ドイツ・インゴルシュタット発:アウディは、2010年9月4日、新ラインナップとなるA7 Sportbackを発表した。
A7 Sportbackは、従来あるA5 Sportback同様にハッチバックを背負った上品な5ドアセダンであり、フォルムは今流行の4ドアクーペ的な流麗なものとなっている。他のアウディモデルよりアルミニウムを多用し、軽量化されたボディにV6エンジンを搭載している。このニューフェイスはドイツでは2010年秋からデリバリーが始まる予定だ。その価格は現地価格51650ユーロ(1ユーロ=106円換算で547万4900円)から。
4種類のV6エンジンと2つのトランスミッション
エンジンは4種類のV6が用意され、2つのガソリンと2つのディーゼルだ。パワーは150kW(204馬力)〜220kW(300馬力)。詳細なエンジンスペックは、まだ公表されていないが唯一さわりだけ公表しているのが、新しい3.0TDIというディーゼルターボ・ユニット(投入はやや遅れる)だ。150kW(204馬力)のマルチトロニック・ミッションという仕様で、100km走行あたり5.3リットルの燃費性能を実現(約18.9km/リットル相当)。CO2排出量139g/kmという環境性能を備えている。また、すべてのエンジンには、エネルギー回生システムとサーマル・マネジメント、エンジンスタート・ストップ機能が採用されている。とあるが、おそらく、エネルギー回生システムは、オルタネーターの稼動にブレーキ回生エネルギーを利用するBMWなどで採用しているものと同様のもだと想像する。また、サーマル・マネージメントは熱に関するマネージメントという程度しかわからない。
↑V63.0L TFSIエンジン
ミッションは2種類。前輪駆動のマルチトロニック(AT)と4輪駆動向けの7速Sトロニック(DCT)だ。ホイールは18〜20インチ。パワーステアリングは電動アシストを採用。サスペンションはドライブ・セレクト・ダイナミクス・システムを標準としているが、オプションでエアサスペンションも用意されている。
アウディスペースフレーム技術がさらに発展
A7のボディは、A5と同様にスチールとアルミ材のハイブリッドボディとなっている。つまりプラットフォームはスチール材をベースとし、ピラー、骨格部分はホットプレス(熱間成形)による軽量+高強度を両立させた超高張力鋼板を使用している。また、アウターパネル(外板)はアルミパネルで形成し、サスペンションなどはアルミ鋳造、鍛造材を使用している。特にマウント部は減衰特性を持つアルミ鋳造材を採用しているのだ。これらアルミ材の多用によって軽量化と量産性を両立している。

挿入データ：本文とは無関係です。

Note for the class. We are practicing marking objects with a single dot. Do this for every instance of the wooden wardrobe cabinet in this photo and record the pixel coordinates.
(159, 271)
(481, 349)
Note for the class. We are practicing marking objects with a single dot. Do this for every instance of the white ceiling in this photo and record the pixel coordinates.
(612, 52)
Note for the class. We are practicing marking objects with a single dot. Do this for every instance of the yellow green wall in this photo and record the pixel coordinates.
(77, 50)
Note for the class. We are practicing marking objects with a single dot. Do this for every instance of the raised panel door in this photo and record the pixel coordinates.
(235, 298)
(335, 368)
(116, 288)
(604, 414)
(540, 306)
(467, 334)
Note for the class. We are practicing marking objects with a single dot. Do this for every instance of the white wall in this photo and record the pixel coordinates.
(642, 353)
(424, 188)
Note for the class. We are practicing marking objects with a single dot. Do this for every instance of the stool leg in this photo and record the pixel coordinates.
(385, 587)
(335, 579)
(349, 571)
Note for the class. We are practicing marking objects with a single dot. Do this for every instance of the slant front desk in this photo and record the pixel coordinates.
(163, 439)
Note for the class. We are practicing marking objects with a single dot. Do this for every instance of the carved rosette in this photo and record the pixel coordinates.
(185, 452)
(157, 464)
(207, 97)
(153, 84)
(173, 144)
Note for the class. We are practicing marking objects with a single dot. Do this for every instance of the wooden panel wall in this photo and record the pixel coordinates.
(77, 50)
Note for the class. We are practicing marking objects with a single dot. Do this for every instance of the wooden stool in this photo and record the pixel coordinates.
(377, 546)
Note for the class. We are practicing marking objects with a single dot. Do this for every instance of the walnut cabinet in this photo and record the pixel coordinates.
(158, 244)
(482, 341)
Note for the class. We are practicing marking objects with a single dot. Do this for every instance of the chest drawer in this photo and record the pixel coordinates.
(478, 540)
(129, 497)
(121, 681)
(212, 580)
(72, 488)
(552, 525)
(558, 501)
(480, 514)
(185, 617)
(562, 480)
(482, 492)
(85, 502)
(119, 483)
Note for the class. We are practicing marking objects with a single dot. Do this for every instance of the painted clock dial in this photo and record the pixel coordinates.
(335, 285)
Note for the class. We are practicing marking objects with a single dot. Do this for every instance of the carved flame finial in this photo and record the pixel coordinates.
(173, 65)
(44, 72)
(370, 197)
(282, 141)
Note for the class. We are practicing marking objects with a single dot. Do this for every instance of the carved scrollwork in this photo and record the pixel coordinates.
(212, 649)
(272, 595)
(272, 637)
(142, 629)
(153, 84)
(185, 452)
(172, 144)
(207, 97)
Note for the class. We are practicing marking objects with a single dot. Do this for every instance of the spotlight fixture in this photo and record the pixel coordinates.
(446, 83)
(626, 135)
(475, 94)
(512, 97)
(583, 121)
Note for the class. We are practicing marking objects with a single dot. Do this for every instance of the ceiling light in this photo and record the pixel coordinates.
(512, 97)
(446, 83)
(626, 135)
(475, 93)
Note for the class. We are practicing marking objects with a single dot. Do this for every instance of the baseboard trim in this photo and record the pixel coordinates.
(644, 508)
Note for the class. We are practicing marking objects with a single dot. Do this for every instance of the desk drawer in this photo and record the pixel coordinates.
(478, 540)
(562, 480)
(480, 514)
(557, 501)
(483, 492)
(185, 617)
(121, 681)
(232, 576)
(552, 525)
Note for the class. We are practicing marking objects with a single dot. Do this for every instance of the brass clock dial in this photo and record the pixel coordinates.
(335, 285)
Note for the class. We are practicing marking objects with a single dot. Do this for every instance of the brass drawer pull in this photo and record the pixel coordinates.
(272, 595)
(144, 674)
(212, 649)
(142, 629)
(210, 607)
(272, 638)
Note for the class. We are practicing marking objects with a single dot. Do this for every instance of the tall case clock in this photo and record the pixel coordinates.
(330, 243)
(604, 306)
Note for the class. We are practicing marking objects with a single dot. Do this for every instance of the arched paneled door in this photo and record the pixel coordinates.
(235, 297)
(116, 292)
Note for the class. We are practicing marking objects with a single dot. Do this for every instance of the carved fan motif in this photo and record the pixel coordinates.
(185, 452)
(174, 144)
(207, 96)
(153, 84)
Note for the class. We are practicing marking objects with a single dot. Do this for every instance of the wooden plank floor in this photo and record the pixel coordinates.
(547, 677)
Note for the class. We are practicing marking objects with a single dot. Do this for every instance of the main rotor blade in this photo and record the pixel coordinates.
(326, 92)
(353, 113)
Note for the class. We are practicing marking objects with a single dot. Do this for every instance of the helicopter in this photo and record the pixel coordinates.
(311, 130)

これはA8から始まったアウディスペースフレーム(ASF)の技術を発展させた手法で、他のメーカーでは実現できない領域でもある。
↑クアトロシステムの前後透視図
エレガントなエクステリアと最先端のナビ
5ドアのボディサイズは全長4.97m×全幅1.91m×全高1.42mという伸びやかなもの。長いエンジンフードにスポーティに流れるCピラー、ストンと切り落とされたリアセクションは、全体としてダイナミズムに溢れたものとなっている。フロントのLEDヘッドライトはオプションだが、LEDテールライトは標準装備となっている。
インテリアで目を惹くのはゴージャスな積層のウッドパネル。またアンビエント照明などもオプションとして用意されている。リアトランクの容量はリアシートを通常にしていたところで535リットル、最大では1390リットルまで拡大が可能だ。
このA7 Sportbackには標準でMMIオペレーションシステムが搭載されている。これは、タッチパッド入力を可能とするHDDナビゲーションシステムであり、Googleと連携したオンラインサービスも備えている。電話回線を通じてインターネットに接続、Google Earthから情報を取り寄せてカーナビと統合するというものだ。
AutoProveのつぶやき
アウディの新ブランドA7の日本導入はいつになるのか? 今のところ発表はないが、もしエンジンがV6よりも大きくなるモデルがあれば、パナメーラがライバルとして視野に入りそうだ。